Echanger des assassins contre Guilad ?
Deux manifestations se sont déroulées simultanément devant la résidence du Premier ministre Ehud Olmert. La première, organisée par la famille du soldat Guilad Shalit détenu par le Hamas, pour exiger que tout soit entrepris pour sa libération. La seconde, à l’initiative des familles ayant perdu un être cher, qui s’opposent à ce que les meurtriers de leurs proches soient libérés.

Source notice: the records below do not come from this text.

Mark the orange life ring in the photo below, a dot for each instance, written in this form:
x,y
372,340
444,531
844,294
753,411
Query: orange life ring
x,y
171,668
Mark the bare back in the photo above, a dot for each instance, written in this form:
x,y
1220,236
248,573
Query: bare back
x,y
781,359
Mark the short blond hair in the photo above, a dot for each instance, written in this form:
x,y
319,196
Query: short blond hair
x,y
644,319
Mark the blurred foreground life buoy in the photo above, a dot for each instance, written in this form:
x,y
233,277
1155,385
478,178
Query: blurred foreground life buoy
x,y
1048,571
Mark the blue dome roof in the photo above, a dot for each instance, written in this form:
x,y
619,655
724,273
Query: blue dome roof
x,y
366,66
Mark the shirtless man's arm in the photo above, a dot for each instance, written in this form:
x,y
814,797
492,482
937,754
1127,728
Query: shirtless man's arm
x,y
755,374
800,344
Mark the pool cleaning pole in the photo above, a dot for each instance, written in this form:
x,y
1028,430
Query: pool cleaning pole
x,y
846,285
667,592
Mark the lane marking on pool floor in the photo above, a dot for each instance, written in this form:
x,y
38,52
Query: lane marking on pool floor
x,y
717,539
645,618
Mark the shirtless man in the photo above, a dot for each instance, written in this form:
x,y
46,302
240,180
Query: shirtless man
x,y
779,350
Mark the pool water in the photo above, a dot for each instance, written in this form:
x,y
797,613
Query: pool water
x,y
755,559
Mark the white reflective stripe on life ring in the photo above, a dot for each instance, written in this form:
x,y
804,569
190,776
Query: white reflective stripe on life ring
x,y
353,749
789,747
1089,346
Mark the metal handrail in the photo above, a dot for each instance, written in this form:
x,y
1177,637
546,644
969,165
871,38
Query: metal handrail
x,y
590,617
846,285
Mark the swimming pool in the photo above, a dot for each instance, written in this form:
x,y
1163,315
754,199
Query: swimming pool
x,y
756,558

«Si les parents en deuil peuvent nous regarder en face, et nous dire que l’on peut sacrifier un soldat prisonnier et l’abandonner à son sort, qu’ils viennent le dire ! Qu’ils le disent aussi à la famille et aux autres soldats de Tsahal» a déclaré Noam Shalit, qui a ajouté que nul ne pouvait néanmoins s’en prendre à des familles endeuillées. «Nous comprenons leur douleur. Personne n’a tort ni n’a raison, il s’agit de sentiments, face au fait de sauver la vie d’un soldat. Le dilemme n’est pas simple» a encore ajouté le père du soldat détenu à Gaza depuis le 25 juin 2006.

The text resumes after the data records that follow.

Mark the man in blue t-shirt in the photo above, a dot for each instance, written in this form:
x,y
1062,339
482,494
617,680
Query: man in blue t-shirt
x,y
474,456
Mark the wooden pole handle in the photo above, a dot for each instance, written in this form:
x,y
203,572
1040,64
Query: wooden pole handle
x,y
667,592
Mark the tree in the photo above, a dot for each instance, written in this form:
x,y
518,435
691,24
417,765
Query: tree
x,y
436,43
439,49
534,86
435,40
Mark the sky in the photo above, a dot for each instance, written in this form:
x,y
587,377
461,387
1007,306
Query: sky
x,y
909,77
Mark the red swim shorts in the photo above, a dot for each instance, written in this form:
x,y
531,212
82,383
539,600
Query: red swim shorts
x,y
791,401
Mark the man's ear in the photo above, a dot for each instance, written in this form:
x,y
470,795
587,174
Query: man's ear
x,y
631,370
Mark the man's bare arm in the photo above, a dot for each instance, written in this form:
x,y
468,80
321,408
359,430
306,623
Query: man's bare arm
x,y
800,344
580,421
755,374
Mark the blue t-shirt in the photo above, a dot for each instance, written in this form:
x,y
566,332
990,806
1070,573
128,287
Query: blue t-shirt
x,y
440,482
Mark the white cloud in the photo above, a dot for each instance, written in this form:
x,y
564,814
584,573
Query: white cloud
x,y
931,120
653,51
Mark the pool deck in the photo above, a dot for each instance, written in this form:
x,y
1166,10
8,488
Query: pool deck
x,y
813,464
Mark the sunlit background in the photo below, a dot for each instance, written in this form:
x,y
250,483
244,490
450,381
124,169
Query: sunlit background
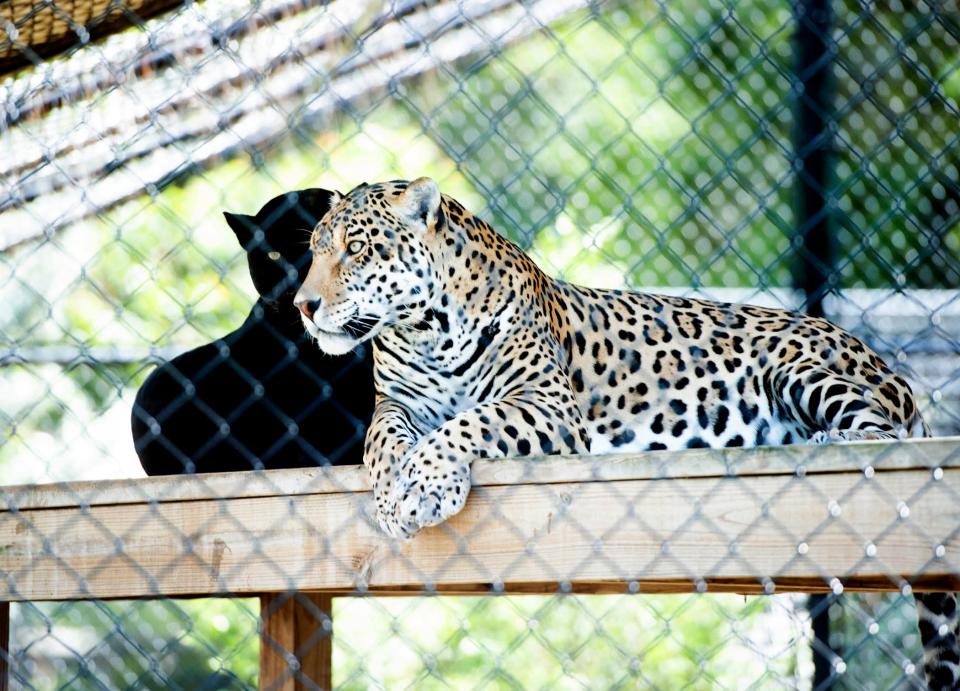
x,y
639,144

Selon les familles des victimes d’attentats palestiniens, la libération de très nombreux terroristes qui ont du sang sur les mains et «assurent qu’ils vont continuer à égorger des juifs», «ne fera qu’encourager d’autres enlèvements, amènera une nouvelle vague d’attentats de la part des prisonniers libérés, renforcera le Hamas et affaiblira l’Etat d’Israël».
Les proches des victimes israéliennes ont encore exigé du gouvernement du «fixer une ligne rouge, et empêcher qu’un Etat ne plie devant une organisation terroriste». Ils ont affirmé également: «Beaucoup d’autres options n’ont pas été mises en œuvre, à commencer par une opération militaire, et par l’arrêt total des transferts de centaines de millions de shekels à Gaza».